The Nihon Review - Anime Reviews & Editorials

Zero no Tsukaima

Title: Zero no Tsukaima aka The Familiar of Zero
Genre: Action/Romance
Company: J.C. Staff/GENCO
Format: 13 episodes
Dates: 3 Jul 2006 – 25 Sep 2006

Synopsis: Louise de La Valliere is the dunce of her class in Tristein Academy for magicians. Several years of unsuccessful attempt after attempt at casting spells, each resulting in violent explosions, have earned her the nickname of “Zero Louise” from her classmates. However, on the day that her class must summon a familiar each for themselves, Louise summons a commoner from another world: a young boy from Japan named Hiraga Saito.

The Highlights
Plot: Predictable.
Characters: Shallow and ripped from Shakugan no Shana(1,2), yet still likeable.
Atmosphere: Refuses to take itself seriously.
Pacing: Rushed in the last few episodes.

Take a generic been-there, done-that premise, rip the characters straight out of a recent mediocre shounen action series and follow a plot that is as predictable as the rising of the sun and you have a recipe for a bad anime, right? Wrong. Zero no Tsukaima has a complete lack of originality and less depth than a backyard inflatable swimming pool, yet I couldn’t be more impressed with it.

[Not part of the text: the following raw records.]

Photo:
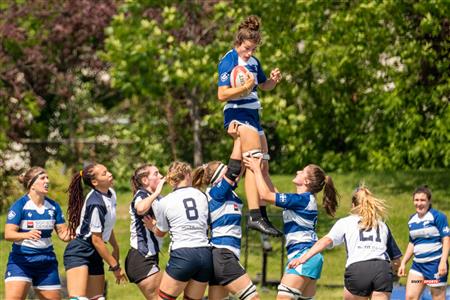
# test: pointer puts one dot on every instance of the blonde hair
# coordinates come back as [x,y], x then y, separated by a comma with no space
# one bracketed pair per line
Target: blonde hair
[29,177]
[318,181]
[249,30]
[177,172]
[368,207]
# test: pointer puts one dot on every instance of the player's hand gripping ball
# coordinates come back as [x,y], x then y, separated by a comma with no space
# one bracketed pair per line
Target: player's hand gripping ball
[239,75]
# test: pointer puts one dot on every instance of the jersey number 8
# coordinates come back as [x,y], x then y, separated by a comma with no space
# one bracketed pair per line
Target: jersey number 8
[191,209]
[364,238]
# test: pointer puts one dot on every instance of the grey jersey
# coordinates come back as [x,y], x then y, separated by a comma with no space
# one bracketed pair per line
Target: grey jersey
[184,213]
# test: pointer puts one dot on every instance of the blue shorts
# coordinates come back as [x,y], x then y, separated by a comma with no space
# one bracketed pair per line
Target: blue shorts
[429,271]
[43,275]
[190,263]
[244,116]
[312,268]
[79,253]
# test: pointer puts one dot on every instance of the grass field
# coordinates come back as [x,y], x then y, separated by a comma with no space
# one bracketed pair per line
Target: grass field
[394,187]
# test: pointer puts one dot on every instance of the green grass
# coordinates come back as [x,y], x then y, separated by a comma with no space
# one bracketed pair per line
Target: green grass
[394,187]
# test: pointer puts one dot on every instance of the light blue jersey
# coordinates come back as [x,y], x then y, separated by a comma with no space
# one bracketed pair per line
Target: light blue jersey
[426,234]
[226,213]
[300,219]
[25,214]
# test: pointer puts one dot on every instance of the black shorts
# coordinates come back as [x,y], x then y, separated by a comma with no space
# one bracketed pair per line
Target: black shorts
[226,267]
[79,253]
[364,277]
[190,263]
[138,267]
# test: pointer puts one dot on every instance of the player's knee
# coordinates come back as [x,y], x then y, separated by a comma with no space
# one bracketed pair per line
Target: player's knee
[186,297]
[166,296]
[286,291]
[247,293]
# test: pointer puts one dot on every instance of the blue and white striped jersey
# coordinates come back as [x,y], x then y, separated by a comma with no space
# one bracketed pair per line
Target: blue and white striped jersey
[225,209]
[300,219]
[98,214]
[141,238]
[184,214]
[364,244]
[226,65]
[25,214]
[426,234]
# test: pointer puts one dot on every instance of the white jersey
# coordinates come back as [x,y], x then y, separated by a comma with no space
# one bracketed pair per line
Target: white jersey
[184,213]
[363,245]
[98,214]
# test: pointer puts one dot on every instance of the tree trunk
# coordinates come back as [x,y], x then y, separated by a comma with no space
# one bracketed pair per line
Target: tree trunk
[194,113]
[168,109]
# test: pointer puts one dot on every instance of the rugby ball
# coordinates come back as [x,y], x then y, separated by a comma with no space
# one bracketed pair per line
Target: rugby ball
[238,76]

People who have seen Shakugan no Shana will immediately recognize many familiar traits in Zero‘s characters, right down to the choice of seiyuu, which can easily lead to the suspicion that Zero‘s characters were pretty much lifted directly from Shakugan no Shana. But, as the series progresses, the audience may begin to see many obvious differences between the characters of the two series; the most important of which is that Zero‘s characters are far more likable. Saito particular deserves special mention; his headstrong and grounded nature makes him almost impossible not to sympathize with and incredibly respectable as a male lead. As is the case in most anime like these, he has a bevy of beauties after him, but this is one of those rare times where I can actually understand why.

It helps to have characters with likable persona, no matter how shallow they are, but Zero‘s greatest attribute is its refusal to take itself seriously. The atmosphere is quickly established at an almost counter to that which permeated through much of Shakugan no Shana: light-hearted and almost without a trace of gravity. The comedy is never brilliant, but more often than not very entertaining. Ditto the action sequences. In fact, ditto the entire series.

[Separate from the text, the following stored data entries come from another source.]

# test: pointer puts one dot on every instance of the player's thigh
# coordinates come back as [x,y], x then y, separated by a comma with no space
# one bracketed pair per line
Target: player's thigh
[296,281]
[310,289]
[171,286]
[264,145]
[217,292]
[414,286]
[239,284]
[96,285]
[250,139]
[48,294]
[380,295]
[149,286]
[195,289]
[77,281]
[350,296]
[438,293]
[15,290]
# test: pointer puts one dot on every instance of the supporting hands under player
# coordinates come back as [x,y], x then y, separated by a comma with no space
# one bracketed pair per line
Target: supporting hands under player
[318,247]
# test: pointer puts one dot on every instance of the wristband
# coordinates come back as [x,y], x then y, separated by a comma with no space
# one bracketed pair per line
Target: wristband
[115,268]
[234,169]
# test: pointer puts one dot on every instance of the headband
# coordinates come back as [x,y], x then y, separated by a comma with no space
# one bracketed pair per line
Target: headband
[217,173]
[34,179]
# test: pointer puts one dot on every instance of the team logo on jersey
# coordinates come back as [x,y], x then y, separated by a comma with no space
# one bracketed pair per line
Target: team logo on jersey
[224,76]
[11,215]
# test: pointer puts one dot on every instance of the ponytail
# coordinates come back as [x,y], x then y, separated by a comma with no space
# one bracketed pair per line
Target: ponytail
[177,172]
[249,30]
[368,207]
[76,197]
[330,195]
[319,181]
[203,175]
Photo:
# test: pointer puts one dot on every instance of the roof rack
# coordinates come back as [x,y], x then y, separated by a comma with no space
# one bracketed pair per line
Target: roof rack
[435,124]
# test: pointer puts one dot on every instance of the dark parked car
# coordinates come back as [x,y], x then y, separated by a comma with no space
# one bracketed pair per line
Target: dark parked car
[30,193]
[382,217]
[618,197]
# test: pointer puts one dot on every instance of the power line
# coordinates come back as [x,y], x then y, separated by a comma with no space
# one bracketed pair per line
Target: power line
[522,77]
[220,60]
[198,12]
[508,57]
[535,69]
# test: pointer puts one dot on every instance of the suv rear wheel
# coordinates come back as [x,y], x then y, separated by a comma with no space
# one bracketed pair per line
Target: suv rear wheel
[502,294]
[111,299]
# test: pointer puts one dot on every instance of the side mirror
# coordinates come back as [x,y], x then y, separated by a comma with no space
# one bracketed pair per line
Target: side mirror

Don’t go looking for an intricate and unpredictable plot in Zero no Tsukaima: it’s not there. In fact, events become so predictable at times, it felt as if the show was purposely trying to spoil itself. The extreme use of heavy, blatant foreshadowing seen here is an example of poor storytelling, but it is quickly established that this series never intends to be challenging. The final three episodes are very rushed, owing to the fact that several volumes of the novel are compressed into a minimal amount of time, but even this doesn’t do a great deal to detract from the overall enjoyment of the series. Even when things appear to take a turn for the serious, they never completely do. Conflicts are resolved in ways so ridiculous one can’t help but find humour in them, which redeems Zero‘s flirtation with almost-solemn atmosphere.

I’ve seen my fair share of anime series, but to this day, the ones I get my most enjoyment from are the ones that surprise me. After being presented with what initially looked like a Shakugan no Shana clone with elements stolen from Escaflowne and Harry Potter, my expectations were pretty low. Needless to say, they were blown away. This is a lesson to series like Karin and Gokujou Seitokai on how to do a completely facetious anime right.